Mayor Johnson may take another stab at passing Bring Chicago Home referendum, top mayoral aide says

Mayor Brandon Johnson may try again to convince Chicago voters to pass his “Bring Chicago Home” referendum, a top mayoral aide said Thursday, arguing that ballot questions in California and elsewhere normally “don’t get passed the first time.”

Cristina Pacione-Zayas, the former state senator now serving as Johnson’s chief of staff, said the second time could be the charm for a referendum likely to gain steam amid the political rush to confront the affordability crisis in Chicago and around the nation.
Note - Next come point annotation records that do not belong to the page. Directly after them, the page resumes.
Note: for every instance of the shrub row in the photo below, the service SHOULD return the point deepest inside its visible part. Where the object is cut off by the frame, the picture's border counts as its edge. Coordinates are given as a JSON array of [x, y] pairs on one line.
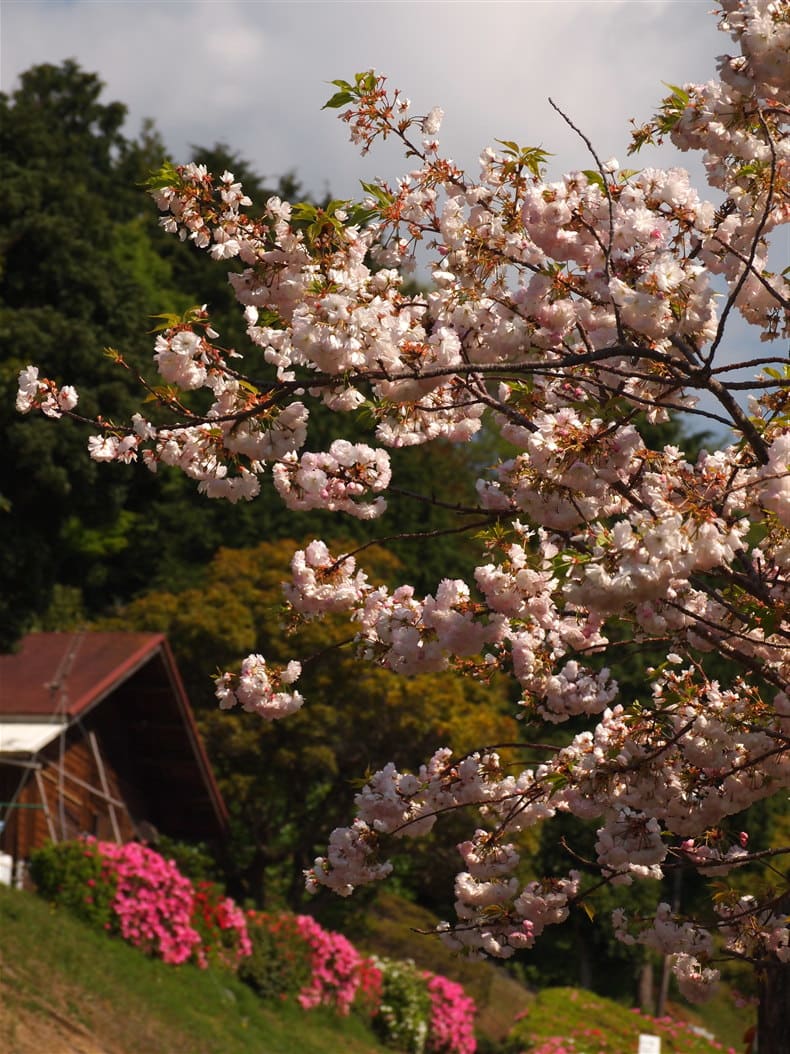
[[133, 892]]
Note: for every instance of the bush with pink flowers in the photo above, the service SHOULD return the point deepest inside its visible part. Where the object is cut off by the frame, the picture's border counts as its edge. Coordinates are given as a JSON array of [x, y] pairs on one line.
[[134, 892], [280, 964], [451, 1026], [153, 901], [338, 971], [221, 924]]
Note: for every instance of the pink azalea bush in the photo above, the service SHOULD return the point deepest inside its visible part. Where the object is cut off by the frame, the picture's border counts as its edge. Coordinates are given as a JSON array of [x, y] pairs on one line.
[[451, 1027], [339, 973], [224, 938], [153, 902], [280, 964]]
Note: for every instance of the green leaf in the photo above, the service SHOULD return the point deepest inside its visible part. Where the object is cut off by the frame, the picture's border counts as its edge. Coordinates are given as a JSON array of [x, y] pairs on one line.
[[337, 100], [593, 176], [166, 175]]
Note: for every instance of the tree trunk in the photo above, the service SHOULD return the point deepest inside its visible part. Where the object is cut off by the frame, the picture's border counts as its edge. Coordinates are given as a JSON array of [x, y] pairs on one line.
[[645, 988], [773, 1014]]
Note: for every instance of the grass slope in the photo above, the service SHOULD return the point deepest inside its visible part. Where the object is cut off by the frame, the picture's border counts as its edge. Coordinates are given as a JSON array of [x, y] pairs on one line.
[[67, 990], [586, 1023]]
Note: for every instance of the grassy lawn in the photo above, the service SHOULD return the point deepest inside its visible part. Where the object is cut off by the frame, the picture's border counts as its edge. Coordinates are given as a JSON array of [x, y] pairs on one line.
[[65, 988], [588, 1023]]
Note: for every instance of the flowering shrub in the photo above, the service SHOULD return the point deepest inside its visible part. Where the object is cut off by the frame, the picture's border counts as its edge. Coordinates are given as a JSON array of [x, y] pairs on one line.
[[406, 1009], [567, 314], [338, 971], [451, 1029], [280, 963], [76, 876], [221, 924], [153, 901]]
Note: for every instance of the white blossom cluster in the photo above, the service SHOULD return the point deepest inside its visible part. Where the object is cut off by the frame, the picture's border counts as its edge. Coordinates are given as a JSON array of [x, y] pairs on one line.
[[570, 316]]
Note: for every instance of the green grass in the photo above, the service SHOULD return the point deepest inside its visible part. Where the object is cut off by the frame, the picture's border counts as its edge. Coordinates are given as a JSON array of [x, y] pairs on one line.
[[591, 1025], [390, 926], [56, 970]]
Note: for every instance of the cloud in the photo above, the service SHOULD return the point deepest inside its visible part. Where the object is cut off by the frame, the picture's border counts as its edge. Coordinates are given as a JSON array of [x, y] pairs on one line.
[[255, 75]]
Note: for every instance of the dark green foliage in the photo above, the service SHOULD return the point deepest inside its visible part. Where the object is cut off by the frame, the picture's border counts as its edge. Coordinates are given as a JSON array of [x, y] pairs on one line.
[[403, 1015], [72, 875], [280, 964]]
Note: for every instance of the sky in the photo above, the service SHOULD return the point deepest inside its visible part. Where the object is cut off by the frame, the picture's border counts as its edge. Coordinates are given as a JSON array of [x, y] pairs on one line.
[[255, 73]]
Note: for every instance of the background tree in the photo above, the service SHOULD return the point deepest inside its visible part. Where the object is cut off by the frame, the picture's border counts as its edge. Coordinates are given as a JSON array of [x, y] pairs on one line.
[[358, 721], [567, 309]]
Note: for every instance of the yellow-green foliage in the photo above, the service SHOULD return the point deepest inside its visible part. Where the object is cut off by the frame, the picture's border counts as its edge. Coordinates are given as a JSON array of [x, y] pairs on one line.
[[588, 1023]]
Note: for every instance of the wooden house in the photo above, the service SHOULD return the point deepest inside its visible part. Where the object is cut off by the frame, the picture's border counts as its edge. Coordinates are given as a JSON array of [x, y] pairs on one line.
[[97, 737]]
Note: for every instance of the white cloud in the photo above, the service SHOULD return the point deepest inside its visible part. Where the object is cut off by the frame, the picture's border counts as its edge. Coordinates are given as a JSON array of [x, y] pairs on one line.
[[256, 74]]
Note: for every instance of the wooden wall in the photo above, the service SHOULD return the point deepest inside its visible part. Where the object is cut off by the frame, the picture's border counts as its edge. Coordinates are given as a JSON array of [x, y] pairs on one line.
[[74, 801]]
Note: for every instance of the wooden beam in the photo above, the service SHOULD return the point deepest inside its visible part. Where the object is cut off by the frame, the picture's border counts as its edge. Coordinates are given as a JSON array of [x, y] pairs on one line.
[[47, 814], [105, 785]]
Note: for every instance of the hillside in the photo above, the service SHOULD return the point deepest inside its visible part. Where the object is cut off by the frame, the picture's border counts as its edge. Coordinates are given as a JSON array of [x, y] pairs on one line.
[[67, 990]]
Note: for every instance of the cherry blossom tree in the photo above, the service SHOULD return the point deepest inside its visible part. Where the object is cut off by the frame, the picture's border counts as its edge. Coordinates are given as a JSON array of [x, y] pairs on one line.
[[569, 316]]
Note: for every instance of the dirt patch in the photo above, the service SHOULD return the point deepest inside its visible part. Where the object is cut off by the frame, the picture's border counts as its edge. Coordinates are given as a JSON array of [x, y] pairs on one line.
[[31, 1026]]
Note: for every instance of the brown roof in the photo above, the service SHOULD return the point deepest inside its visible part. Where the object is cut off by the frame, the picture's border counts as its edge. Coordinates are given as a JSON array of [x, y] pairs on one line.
[[56, 677], [62, 675]]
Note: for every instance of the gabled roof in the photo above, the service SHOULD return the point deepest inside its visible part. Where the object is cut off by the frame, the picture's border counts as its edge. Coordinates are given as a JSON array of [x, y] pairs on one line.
[[62, 675], [56, 679]]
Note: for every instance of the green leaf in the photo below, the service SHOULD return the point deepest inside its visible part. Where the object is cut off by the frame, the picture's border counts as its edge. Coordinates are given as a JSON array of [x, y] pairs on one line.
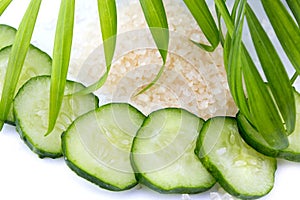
[[232, 65], [61, 59], [277, 77], [286, 29], [206, 22], [108, 21], [264, 114], [3, 5], [17, 57], [156, 18], [294, 5], [259, 108]]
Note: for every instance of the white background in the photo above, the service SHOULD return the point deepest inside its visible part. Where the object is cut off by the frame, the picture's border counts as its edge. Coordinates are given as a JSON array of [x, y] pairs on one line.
[[24, 175]]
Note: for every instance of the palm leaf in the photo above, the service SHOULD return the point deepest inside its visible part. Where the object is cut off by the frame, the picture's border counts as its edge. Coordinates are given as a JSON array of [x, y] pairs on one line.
[[3, 5], [200, 11], [156, 18], [61, 59], [17, 57]]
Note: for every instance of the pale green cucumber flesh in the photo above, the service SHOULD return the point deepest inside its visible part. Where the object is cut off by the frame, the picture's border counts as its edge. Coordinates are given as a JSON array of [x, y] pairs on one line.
[[36, 63], [7, 35], [31, 108], [240, 170], [163, 153], [97, 145]]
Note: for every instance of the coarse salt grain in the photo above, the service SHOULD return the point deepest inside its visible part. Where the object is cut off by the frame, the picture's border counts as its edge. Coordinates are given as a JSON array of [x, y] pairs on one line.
[[193, 79]]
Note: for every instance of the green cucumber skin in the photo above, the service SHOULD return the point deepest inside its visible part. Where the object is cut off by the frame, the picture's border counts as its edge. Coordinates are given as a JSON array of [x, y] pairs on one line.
[[40, 153], [263, 148], [181, 190], [11, 120], [246, 129], [215, 171], [148, 183], [83, 173]]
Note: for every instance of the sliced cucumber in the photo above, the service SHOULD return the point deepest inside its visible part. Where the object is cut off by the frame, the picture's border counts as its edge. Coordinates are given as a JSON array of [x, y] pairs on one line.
[[97, 145], [163, 153], [7, 35], [31, 108], [36, 63], [240, 170], [254, 138]]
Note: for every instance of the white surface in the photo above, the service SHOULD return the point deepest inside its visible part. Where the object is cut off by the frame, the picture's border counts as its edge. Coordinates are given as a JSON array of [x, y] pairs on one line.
[[24, 176]]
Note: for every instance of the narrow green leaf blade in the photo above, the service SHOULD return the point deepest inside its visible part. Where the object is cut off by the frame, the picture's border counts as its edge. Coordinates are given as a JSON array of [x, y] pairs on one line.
[[232, 61], [206, 22], [221, 6], [286, 29], [108, 22], [262, 110], [156, 19], [274, 70], [294, 5], [3, 5], [17, 57], [61, 59], [264, 114]]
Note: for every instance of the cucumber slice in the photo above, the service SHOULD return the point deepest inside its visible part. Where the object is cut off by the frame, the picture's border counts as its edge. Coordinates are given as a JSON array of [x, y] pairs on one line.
[[254, 139], [97, 145], [31, 108], [36, 63], [7, 35], [240, 170], [163, 153]]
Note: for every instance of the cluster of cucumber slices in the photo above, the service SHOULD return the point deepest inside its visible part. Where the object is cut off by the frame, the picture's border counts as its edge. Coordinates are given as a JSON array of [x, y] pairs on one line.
[[116, 146]]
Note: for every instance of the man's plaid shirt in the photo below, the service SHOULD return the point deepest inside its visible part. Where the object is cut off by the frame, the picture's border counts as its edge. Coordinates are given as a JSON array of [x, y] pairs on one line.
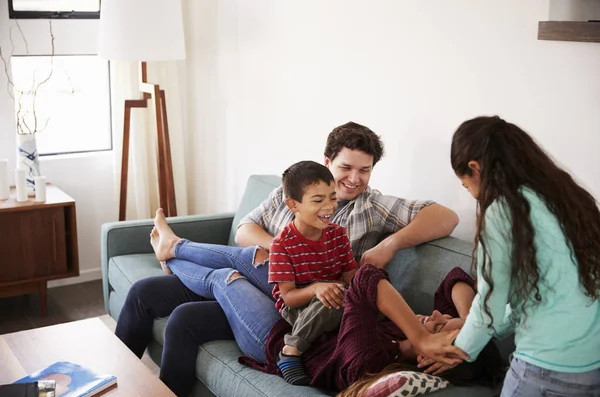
[[367, 218]]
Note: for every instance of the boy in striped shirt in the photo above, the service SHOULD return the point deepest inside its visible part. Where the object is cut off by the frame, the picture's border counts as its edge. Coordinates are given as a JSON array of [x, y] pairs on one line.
[[310, 262]]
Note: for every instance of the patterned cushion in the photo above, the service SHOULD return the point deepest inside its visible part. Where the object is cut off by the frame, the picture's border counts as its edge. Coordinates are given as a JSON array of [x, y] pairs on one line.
[[405, 383]]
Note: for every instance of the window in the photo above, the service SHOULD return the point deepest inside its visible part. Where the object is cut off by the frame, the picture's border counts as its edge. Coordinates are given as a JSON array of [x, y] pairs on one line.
[[72, 108], [51, 9]]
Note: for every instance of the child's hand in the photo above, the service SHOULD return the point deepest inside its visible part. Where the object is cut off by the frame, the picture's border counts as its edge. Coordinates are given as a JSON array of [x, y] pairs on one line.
[[330, 294], [439, 348], [435, 368]]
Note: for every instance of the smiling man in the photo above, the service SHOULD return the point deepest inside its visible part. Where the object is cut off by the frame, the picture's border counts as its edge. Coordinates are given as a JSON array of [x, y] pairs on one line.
[[237, 277], [351, 152]]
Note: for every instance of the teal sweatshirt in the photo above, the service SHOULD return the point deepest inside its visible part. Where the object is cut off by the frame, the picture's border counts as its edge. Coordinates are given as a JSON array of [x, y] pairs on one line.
[[562, 332]]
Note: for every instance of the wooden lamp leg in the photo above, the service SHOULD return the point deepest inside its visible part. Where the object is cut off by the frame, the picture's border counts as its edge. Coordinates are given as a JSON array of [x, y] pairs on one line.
[[129, 104], [170, 183], [166, 187]]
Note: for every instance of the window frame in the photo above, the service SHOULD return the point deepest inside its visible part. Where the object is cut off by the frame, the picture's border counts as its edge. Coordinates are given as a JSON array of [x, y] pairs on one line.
[[12, 14]]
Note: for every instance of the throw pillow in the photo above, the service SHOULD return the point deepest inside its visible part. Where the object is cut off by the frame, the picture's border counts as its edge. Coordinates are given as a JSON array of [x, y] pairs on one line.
[[405, 383]]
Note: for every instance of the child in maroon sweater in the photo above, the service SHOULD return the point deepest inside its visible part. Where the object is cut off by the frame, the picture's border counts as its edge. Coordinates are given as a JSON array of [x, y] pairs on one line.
[[364, 343]]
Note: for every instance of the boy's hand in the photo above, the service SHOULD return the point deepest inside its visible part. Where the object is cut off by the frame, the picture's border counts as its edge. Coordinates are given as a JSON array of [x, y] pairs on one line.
[[330, 294]]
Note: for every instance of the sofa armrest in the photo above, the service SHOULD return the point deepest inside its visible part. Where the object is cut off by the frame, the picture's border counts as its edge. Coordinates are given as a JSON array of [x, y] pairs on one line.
[[133, 237]]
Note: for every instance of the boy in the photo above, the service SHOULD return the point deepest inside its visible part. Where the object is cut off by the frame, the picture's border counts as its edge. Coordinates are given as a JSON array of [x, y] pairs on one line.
[[308, 261]]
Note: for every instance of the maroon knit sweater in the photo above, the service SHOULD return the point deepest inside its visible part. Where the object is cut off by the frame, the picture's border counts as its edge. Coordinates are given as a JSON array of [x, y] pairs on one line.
[[363, 344]]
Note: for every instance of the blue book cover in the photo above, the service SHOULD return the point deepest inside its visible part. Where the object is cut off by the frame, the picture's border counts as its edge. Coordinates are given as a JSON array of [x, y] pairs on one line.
[[72, 380]]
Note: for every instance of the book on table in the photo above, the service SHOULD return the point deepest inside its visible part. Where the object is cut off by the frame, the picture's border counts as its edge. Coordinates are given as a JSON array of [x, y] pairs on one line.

“If you look at the research, [referendums do] not get passed the first time around. And actually each time you are able to get it out and continue to build on the educational foundation for the voters, you do end up finding success,” Pacione-Zayas told the Sun-Times. “That’s what California has been able to prove [by] how many times they’ve brought things forth that they brought forth in the past.”

The mayor’s signature plan to raise the transaction tax on high-end property transactions to generate $100 million annually to combat homelessness was rejected in March, 2024 by 54% of Chicago voters.

The 15,398-vote differential in that low-turnout election followed a multi-media blitz that saw business and real estate interests spend $2 million to defeat the proposed tax, which would have applied to $1 million-plus transactions.

On the day after that embarrassing defeat, Johnson insisted there were “a lot more yeses” still out there in neighborhoods most affected by the housing crisis, and he needed to “continue to organize to make sure that we’re bringing our neighbors along who may not be as impacted by this issue.”

Pacione-Zayas made a similar argument about the need to better educate voters. She accused business and real estate interests of having “engaged in a significant disinformation campaign” that tricked voters into believing that the mayor wanted to raise their property taxes.

A similar campaign bankrolled by billionaire businessman Ken Griffin doomed Gov. JB Pritzker’s push for an amendment to the Illinois Constitution that would have authorized a graduated income tax, Pacione-Zayas said.

“We have to look at that mapping and really look at where did we have the pluses and minuses… What are the specific tactics that we can employ to make sure that people fully understand?” she said. “Sometimes, these things are confusing to people… Because there historically has been mistrust in government, you’re definitely at a disadvantage in terms of the messaging campaign.”

Pacione-Zayas noted that Chicago’s five-year blueprint to combat homelessness underscores the need for the mayor to try again.

“Surprise, surprise. The big finding in the way we address homelessness is making sure that we have affordable housing and we have the resources to provide… the wrap-around supports for people who are experiencing homelessness. And how do you do that? You obviously need to have revenue and, ideally, a dedicated revenue stream,” she said.

Chicago is coming off a grueling budget season that saw a 30-member coalition led by conservative and moderate alderpersons reject the mayor’s corporate head tax and seize control over the budget process for the first time in decades.

It’s left the mayor’s relationship with an emboldened City Council more strained than ever. Animosity lingers from the tactics the Chicago Teachers Union used to intimidate alderspersons who rejected the head tax.

Pacione-Zayas argued Thursday that Johnson, a former paid organizer for the Chicago Teachers Union, has no control over the union that bankrolled his mayoral campaign. She argued that the budget battle that’s relatively new to Chicago happens every year in Springfield, where lawmakers fly blind until a thousand pages are dropped on their desks just hours before the final vote.

The only difference is, Chicagoans have not yet adjusted to the change in political climate.

“We’re in a very different time. We have a very different Council… External forces in the federal government. That puts additional pressure on how elected officials show up and advocate for their constituents… Because we’re doing this out loud and in real time, people want to characterize it as the mayor does not have control,” she said.

“We’re dealing with structural problems that have compounded over time,” Pacione-Zayas added. “It’s going to get intense about what continues to get funded, who continues to get the benefits who will have to [bear the] burden.”

Asked what Johnson needs to do to reverse his City Council struggles, the chief of staff said it’s a two-way street.

“The onus is not on the mayor. The onus is on all parties to work collaboratively in service of the people of Chicago,” she said.